Der Mensch besitzt eine Bedeutsamkeit, die ihn von anderen Lebewesen absolut unterscheidet. Diese wichtige Bedeutung wächst zunehmend mit seinem Glauben an Gott und der Befolgung Seiner Gebote. Dadurch (erst) wird der Mensch zum ansehnlichen und ehrenhaften Gast in diesem Universum. Der Mensch erlangt den Status des Menschseins mit seiner Geburt, bzw. schon im Mutterleib durch die Bildung zum Mensch (Miniatur) und trägt diese große Bedeutung sein Leben lang. Die Ehre ein Mensch zu sein umfasst alle Menschen, gleichgültig welcher Rasse oder Hautfarbe.
Egal ob Mann oder Frau, Schwarz oder Weiß, Dick oder Dünn, Stark oder Schwach, Reich oder Arm, Jude, Christ oder Muslim, die Ehre ein Mensch zu sein und die damit verbundene Wertigkeit impliziert alle Menschen. Der Schatten der Barmherzigkeit Gottes umfasst sie alle. In dieser Art und Weise schützt der Islam jedes Individuum vor der Unterdrückung, vor der Missachtung seiner Ehre und Würde, vor der Beraubung seines Guts, der Zerstörung seines Wohnsitzes, vor dem Verlust seiner Identität und vor der Unterdrückung seines Gewissens und seiner Glaubensansicht, sowie seiner Religion. Der Islam versichert, garantiert und beschützt die Ehre und die Würde eines jeden Menschen zu jederzeit.
Grundrechte im Islam
1. Der Islam hat die Unterscheidung von Rassen und Hautfarben aufgehoben. Alle Menschen stammen von Hz. Adam ab. Ein Mensch kann sich seine Rasse und Hautfarbe nicht selbst aussuchen, dieses ist unmöglich. Diese Tatsache ist komplett dem Willen Gottes unterstellt. Menschen aufgrund ihrer Rasse und nach ihrer Hautfarbe unterschiedlich zu betrachten und zu behandeln, den einen höher und den anderen niedriger einzustufen, ist sowohl aus islamischer, als auch menschlicher Sicht absolut falsch und unannehmbar. Gott sagt im Koran:
„O ihr Menschen, Wir haben euch von Mann und Weib erschaffen und euch zu Völkern und Stämmen gemacht, daß ihr einander kennen möchtet. Wahrlich der Angesehenste von euch ist vor Allah der, der unter euch der Gerechteste ist. Siehe, Allah ist allwissend, allkundig.“ (Sure Hudschurát, Vers 14)

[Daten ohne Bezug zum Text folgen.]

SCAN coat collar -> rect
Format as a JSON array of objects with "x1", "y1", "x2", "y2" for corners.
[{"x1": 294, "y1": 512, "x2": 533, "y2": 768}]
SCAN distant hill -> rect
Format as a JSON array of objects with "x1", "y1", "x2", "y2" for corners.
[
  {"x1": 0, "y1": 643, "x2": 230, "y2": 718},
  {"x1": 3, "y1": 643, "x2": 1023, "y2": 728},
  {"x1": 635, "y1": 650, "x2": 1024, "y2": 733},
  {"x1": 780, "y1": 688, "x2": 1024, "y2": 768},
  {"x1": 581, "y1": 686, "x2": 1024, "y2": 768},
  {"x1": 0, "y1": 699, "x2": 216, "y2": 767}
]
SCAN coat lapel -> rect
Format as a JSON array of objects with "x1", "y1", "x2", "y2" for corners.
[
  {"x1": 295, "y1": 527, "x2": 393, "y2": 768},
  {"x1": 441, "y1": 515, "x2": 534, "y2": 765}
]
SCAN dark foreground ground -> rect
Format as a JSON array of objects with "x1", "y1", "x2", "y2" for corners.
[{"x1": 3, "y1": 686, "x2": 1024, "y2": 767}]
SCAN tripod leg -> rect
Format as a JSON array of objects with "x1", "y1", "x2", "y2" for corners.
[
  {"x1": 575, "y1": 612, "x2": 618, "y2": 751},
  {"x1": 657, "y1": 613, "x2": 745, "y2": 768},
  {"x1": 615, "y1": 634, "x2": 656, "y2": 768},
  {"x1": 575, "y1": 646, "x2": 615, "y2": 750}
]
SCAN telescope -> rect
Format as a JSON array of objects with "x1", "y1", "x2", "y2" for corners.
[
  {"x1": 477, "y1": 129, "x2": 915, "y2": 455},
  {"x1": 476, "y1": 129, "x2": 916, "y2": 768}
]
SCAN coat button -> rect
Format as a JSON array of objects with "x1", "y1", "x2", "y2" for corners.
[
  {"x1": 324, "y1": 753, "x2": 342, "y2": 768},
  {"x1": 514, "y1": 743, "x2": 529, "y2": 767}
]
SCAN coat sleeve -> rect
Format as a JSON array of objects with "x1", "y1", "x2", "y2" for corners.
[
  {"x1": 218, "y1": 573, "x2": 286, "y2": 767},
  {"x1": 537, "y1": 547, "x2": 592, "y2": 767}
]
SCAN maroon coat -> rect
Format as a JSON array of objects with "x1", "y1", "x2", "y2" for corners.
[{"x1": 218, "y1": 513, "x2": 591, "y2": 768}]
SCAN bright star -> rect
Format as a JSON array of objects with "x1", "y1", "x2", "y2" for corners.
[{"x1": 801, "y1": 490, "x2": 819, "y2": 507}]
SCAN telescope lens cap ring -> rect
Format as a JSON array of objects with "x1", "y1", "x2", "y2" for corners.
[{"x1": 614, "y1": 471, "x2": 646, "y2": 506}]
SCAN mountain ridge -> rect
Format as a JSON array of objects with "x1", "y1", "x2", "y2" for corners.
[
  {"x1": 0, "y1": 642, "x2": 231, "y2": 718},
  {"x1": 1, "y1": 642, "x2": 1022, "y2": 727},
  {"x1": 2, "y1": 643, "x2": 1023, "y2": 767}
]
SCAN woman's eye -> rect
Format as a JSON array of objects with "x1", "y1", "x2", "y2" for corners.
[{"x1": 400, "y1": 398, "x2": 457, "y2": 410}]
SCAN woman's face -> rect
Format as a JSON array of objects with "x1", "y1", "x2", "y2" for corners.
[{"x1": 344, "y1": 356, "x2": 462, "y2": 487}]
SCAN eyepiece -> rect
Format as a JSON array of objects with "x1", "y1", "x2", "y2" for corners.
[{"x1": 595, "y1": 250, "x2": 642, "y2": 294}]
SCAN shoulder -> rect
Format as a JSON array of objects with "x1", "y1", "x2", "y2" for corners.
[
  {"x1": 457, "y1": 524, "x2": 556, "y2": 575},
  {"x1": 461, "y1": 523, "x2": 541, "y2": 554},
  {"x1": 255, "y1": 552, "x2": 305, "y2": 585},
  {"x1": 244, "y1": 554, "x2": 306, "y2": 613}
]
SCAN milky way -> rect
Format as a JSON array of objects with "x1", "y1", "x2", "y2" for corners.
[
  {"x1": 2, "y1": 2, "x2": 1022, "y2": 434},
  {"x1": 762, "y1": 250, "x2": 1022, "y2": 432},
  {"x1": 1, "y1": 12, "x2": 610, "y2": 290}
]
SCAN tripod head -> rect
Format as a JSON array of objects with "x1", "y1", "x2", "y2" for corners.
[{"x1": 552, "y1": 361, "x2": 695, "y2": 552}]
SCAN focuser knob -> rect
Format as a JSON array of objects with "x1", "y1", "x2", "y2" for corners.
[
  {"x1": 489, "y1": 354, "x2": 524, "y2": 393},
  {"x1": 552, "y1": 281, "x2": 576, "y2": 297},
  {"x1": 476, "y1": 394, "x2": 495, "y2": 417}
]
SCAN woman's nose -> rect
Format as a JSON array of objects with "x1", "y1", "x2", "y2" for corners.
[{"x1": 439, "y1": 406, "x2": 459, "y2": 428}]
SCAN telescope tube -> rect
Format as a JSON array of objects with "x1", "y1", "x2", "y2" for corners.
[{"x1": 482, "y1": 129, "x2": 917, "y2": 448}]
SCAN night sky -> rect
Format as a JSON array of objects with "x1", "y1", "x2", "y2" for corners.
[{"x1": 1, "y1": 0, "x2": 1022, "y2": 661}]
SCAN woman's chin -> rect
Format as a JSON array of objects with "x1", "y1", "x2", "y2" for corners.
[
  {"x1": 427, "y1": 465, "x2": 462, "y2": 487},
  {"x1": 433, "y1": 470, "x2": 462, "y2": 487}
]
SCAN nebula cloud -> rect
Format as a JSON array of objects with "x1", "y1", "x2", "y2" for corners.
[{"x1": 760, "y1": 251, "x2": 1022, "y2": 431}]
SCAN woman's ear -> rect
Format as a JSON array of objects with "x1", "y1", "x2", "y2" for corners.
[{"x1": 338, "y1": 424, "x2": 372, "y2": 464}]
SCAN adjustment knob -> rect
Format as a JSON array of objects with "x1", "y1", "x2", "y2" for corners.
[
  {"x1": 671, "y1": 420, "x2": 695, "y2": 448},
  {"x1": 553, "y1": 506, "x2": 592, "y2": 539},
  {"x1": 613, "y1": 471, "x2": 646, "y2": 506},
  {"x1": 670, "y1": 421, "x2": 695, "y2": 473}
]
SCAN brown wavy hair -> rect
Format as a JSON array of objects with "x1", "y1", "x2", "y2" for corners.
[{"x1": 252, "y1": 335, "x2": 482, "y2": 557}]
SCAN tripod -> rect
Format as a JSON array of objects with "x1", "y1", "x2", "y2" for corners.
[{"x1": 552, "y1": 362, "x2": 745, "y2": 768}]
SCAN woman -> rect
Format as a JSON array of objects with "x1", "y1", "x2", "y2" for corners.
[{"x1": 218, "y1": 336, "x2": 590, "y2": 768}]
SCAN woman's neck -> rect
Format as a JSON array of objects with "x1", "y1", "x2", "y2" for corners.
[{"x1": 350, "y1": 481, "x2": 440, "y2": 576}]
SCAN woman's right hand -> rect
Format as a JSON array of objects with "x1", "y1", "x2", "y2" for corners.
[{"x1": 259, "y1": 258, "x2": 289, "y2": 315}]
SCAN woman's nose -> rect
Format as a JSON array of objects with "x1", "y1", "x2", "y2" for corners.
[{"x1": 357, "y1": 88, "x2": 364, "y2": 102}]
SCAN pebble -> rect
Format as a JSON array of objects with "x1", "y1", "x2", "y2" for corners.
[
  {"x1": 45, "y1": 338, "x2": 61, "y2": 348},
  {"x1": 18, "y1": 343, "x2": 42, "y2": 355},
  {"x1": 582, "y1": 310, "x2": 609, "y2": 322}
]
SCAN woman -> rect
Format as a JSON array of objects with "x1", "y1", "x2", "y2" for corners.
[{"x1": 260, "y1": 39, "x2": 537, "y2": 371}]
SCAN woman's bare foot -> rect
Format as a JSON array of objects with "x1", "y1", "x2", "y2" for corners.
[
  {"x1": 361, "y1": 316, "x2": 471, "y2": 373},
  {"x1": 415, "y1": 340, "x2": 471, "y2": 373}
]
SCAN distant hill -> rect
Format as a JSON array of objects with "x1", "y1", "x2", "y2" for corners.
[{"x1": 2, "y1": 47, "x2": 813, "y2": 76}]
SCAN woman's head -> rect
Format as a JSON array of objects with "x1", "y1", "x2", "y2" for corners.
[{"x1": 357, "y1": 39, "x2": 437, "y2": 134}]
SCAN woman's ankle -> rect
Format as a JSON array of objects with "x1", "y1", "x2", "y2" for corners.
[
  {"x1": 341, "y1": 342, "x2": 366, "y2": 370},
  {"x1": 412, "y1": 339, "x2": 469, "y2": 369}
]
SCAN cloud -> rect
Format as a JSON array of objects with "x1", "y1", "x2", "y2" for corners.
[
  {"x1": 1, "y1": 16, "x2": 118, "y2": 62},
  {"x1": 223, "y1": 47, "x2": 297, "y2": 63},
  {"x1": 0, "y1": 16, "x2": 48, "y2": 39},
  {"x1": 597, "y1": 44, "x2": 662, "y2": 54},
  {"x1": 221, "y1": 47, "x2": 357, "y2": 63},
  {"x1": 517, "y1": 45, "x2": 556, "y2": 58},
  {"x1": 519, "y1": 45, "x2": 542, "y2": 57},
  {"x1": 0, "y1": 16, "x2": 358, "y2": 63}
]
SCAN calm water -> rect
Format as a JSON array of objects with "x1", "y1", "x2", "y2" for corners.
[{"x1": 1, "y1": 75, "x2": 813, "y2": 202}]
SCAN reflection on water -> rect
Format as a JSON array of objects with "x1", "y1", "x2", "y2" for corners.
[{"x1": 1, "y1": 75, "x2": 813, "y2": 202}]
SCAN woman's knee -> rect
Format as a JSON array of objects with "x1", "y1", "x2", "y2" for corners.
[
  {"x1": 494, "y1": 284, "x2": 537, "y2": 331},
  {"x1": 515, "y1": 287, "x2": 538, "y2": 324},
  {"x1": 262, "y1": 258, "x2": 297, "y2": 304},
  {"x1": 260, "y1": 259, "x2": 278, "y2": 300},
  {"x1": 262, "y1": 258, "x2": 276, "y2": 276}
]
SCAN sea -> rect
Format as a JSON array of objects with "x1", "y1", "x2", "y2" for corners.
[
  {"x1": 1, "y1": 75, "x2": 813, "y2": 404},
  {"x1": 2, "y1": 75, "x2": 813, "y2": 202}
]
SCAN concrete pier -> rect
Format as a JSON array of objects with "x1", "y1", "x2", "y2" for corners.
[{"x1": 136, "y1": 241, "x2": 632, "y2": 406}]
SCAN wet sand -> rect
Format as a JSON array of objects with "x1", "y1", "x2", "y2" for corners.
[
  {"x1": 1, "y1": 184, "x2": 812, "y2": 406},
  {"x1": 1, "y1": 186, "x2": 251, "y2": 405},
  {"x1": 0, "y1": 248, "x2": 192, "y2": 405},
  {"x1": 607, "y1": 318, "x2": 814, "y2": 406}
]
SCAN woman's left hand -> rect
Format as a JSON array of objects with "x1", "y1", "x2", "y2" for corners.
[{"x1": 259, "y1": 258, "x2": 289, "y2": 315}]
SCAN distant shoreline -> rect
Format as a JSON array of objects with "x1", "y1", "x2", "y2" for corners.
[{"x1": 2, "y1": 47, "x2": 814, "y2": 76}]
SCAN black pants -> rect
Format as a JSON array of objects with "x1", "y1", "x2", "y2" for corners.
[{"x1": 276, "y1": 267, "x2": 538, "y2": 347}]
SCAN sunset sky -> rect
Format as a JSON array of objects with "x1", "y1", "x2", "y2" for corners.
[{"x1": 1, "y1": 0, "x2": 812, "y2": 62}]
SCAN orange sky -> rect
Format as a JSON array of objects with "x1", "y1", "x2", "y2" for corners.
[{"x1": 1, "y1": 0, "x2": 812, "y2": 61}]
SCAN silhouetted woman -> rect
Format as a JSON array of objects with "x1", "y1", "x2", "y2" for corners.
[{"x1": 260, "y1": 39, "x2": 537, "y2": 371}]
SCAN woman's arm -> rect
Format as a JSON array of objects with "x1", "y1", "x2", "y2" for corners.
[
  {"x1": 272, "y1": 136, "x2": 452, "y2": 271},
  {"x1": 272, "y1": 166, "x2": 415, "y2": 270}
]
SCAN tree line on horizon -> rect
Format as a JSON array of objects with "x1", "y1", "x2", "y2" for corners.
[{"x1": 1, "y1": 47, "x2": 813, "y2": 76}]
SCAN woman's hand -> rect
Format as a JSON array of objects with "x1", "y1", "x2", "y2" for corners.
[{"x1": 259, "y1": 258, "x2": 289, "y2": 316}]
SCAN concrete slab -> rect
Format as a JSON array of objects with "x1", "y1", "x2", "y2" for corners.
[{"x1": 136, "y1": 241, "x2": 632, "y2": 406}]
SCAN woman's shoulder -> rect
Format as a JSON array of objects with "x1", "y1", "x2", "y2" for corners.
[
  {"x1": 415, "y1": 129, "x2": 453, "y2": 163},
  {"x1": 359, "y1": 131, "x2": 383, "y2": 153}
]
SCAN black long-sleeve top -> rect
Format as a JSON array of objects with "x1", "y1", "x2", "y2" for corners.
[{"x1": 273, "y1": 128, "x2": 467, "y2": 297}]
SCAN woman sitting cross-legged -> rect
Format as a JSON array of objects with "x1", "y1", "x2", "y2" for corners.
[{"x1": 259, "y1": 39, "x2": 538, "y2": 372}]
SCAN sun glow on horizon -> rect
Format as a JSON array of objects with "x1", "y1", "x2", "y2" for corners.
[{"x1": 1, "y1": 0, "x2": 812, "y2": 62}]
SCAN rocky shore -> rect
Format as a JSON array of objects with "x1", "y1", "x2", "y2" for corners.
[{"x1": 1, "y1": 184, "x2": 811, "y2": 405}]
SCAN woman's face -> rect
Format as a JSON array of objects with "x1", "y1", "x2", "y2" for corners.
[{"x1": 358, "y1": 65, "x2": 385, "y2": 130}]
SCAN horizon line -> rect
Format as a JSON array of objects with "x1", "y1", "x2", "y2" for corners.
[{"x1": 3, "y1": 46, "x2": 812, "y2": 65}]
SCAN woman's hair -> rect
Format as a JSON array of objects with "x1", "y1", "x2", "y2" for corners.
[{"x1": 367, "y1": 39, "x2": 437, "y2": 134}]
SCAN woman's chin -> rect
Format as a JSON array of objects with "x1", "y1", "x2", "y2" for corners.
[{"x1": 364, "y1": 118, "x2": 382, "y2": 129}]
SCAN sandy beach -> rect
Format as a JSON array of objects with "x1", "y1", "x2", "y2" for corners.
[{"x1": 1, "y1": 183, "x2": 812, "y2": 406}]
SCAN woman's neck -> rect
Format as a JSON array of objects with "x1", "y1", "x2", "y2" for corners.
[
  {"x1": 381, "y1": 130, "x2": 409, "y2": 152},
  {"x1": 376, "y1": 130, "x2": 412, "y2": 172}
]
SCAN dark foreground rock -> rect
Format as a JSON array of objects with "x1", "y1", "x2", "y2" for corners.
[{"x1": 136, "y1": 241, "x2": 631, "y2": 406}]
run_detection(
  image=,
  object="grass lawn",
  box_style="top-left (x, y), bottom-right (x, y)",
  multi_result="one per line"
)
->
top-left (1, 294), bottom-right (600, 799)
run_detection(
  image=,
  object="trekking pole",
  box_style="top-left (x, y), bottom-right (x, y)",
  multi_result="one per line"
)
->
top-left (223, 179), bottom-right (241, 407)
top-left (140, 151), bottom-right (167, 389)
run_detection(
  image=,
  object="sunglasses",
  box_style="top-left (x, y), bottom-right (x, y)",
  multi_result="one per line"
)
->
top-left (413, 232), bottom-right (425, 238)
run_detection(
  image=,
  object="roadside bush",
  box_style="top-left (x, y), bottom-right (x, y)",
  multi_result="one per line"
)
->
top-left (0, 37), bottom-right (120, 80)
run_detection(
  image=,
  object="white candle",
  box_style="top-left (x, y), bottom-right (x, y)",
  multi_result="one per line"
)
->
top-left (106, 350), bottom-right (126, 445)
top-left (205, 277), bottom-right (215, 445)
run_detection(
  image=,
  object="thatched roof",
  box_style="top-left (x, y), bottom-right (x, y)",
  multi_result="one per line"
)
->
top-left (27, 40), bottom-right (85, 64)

Wie zu sehen ist, dient die Unterschiedlichkeit der Menschen nicht dazu sich gegenüber den anderen höher zu stufen, sondern dem gegenseitigen Kennen lernen, der Kooperation, der gegenseitigen Hilfe und Unterstützung. Dieses islamische Verständnis möchten wir mit der folgenden Hadith verdeutlichen: Ebu Zerr, einer aus der Gefolgschaft des Propheten (sav) hatte eines Tages den farbigen Gefährten Bilal Habesi als „Sohn einer Schwarzen Frau“ beschimpft. Er hatte ihn unverschämter Weise die Hautfarbe (seiner Mutter) vorgehalten und ihn aufgrund dessen zu tiefst gekränkt. Als der ehrenwerte Prophet Muhammad (sav) von dieser Abgeneigtheit erfuhr, war er sehr verärgert darüber und sprach zu Ebu Zerr folgende Worte:
„O Ebu Zerr, du hast Bilal aufgrund der Hautfarbe seiner Mutter gedemütigt, stimmt das? Wenn das so ist, dann lebst du (trägst du) immer noch die Denkart (Geisteshaltung) der Unwissenheit.“
Ebu Zerr, welcher in einem Augenblick der Wut unüberlegter Weise diese von ihm selbst auch nicht gewollten Worte äußerte, war selbst zu tiefst unglücklich und bedauerte dieses auch sehr. Er fing zu weinen an und warf sich samt seinem Gesicht zu Boden und sagte folgendes: „Solange Bilal nicht mit seinen Füßen auf meinen Wangen herum tritt und sie zertrampelt, schwöre ich euch, solange werde ich mein Haupt nicht vom Boden heben.“ Während dessen bat er mehrmals wiederholend Bilal um Entschuldigung.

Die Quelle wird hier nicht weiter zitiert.